FIG. 1 is a schematic front view showing a carbonaceous coiled material heat-treated in a manufacturing method according to the present invention.

FIG. 2 is a schematic sectional view showing a cross-section of a linear body of a coil-shaped product that is being manufactured in the manufacturing method of the present invention, and shows a state in which the periphery is made of silicon carbide while leaving a carbon portion in the core.

FIG. 3 is a schematic cross-sectional view showing a linear body forming a coiled silicon carbide resistance heating element obtained by oxidizing and removing the carbon portion of the core in the manufacturing method of the present invention.

[Explanation of symbols]

1 Coiled resistance heating element 2 carbon 3 Silicon carbide material 4 Hollow part.

Claims (1)

[Claims] 1. A method for manufacturing a resistance heating element, comprising the following steps.
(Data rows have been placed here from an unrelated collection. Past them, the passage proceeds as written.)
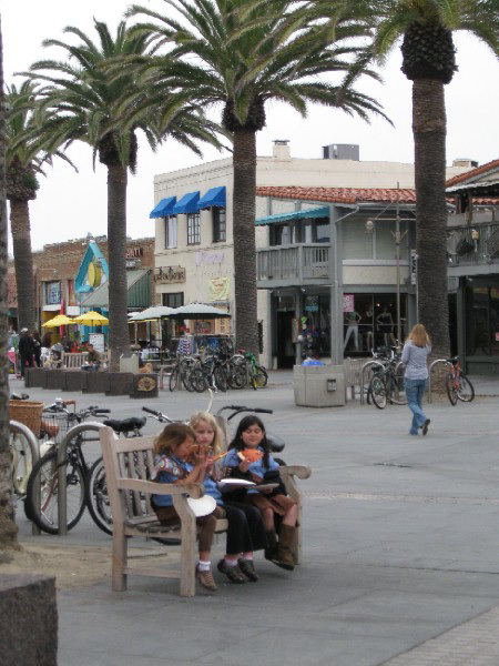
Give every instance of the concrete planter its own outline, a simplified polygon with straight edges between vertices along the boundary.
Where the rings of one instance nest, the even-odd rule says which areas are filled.
[[[302,407],[344,407],[345,371],[343,365],[295,365],[295,404]]]

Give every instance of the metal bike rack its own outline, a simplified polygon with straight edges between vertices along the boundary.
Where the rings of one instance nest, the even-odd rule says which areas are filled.
[[[429,367],[429,372],[428,372],[428,403],[431,403],[431,374],[434,372],[434,367],[438,364],[438,363],[445,363],[446,365],[451,365],[451,363],[449,363],[447,361],[447,359],[437,359],[436,361],[434,361],[430,364]]]
[[[383,363],[379,363],[379,361],[368,361],[367,363],[365,363],[363,365],[363,371],[360,373],[360,404],[363,405],[365,400],[364,400],[364,386],[365,386],[365,373],[366,373],[366,369],[368,367],[373,367],[374,365],[377,365],[378,367],[385,367],[383,365]]]
[[[88,421],[85,423],[79,423],[71,430],[69,430],[58,447],[58,521],[59,521],[59,536],[65,536],[68,534],[68,484],[65,477],[65,461],[68,457],[68,443],[75,435],[81,432],[94,431],[100,432],[106,427],[103,423],[96,421]]]
[[[29,447],[31,450],[31,460],[32,460],[33,467],[34,467],[34,465],[40,460],[40,451],[38,447],[38,440],[34,436],[34,433],[23,423],[19,423],[19,421],[9,421],[9,430],[11,433],[12,432],[19,433],[20,435],[26,437],[26,440],[29,444]],[[35,488],[35,492],[38,492],[38,496],[40,496],[40,487]],[[35,525],[34,523],[31,523],[31,534],[39,535],[40,532],[41,532],[40,527],[38,527],[38,525]]]

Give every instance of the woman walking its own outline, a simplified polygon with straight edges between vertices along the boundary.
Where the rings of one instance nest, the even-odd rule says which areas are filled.
[[[428,432],[430,420],[422,411],[422,396],[428,382],[428,354],[431,352],[431,341],[422,324],[416,324],[404,345],[401,362],[405,367],[404,387],[407,404],[413,412],[410,435],[417,435],[421,428],[424,435]]]

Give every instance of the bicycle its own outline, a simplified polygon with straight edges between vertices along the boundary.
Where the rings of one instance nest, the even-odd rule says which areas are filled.
[[[110,410],[90,406],[81,412],[71,412],[62,400],[45,408],[42,420],[42,431],[50,434],[53,441],[45,443],[44,455],[35,463],[28,480],[26,493],[26,514],[40,529],[48,534],[59,532],[58,486],[59,465],[58,446],[70,433],[73,425],[83,424],[89,416],[104,416]],[[88,442],[95,442],[95,428],[75,432],[69,440],[67,458],[67,526],[74,527],[85,508],[85,483],[89,465],[82,447]]]
[[[457,401],[471,402],[475,397],[475,387],[471,381],[461,372],[459,356],[446,359],[449,364],[449,372],[446,379],[446,390],[450,404],[456,405]]]

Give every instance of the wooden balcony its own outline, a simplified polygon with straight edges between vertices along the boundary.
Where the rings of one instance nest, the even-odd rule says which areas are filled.
[[[329,243],[276,245],[256,251],[258,287],[327,284]]]

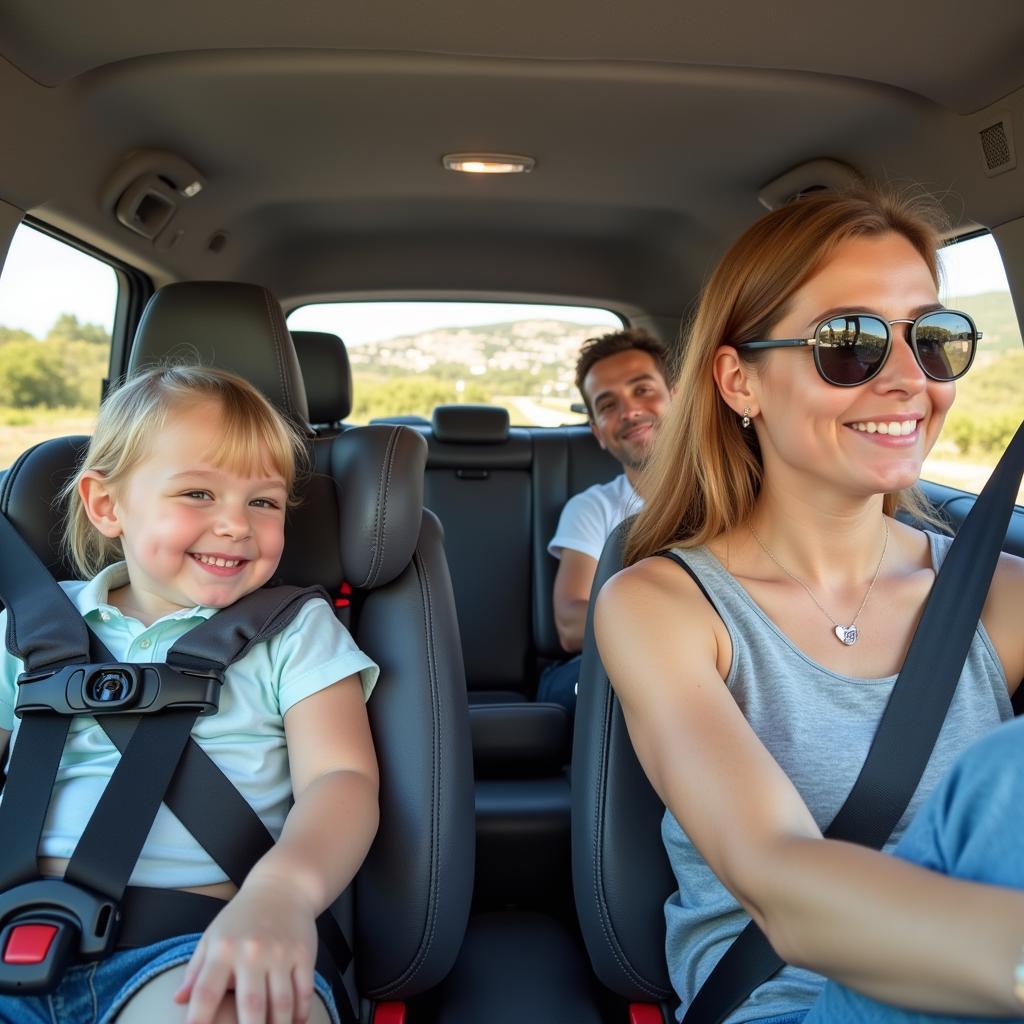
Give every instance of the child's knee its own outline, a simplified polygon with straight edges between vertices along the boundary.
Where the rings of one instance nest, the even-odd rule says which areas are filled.
[[[935,870],[1024,887],[1024,719],[982,737],[957,760],[907,828],[898,856]]]

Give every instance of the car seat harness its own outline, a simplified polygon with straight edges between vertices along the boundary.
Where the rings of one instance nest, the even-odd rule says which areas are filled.
[[[8,650],[25,664],[20,719],[0,802],[0,992],[51,991],[76,963],[115,948],[202,932],[222,900],[129,887],[160,804],[241,886],[273,837],[191,738],[216,714],[227,667],[280,633],[318,587],[257,590],[180,637],[165,663],[118,662],[50,572],[0,514],[0,599]],[[39,877],[38,849],[72,720],[94,717],[121,758],[63,879]],[[343,1019],[354,1020],[341,974],[351,952],[328,910],[317,920],[317,970]]]

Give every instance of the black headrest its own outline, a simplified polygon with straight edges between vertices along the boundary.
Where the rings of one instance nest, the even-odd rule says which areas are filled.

The first step is to use one or a mixture of two or more of coke, carbon black, graphite powder, pitch, fibrous materials, and synthetic resin as raw materials, shape it into a coil-shaped cotton body, and heat and bake it. a second step of reacting the coil-shaped material obtained by the step with silicon monoxide to form silicon carbide while leaving the core; heating the substance in an oxidizing atmosphere,
The third step is to oxidize and remove the carbon part of the core.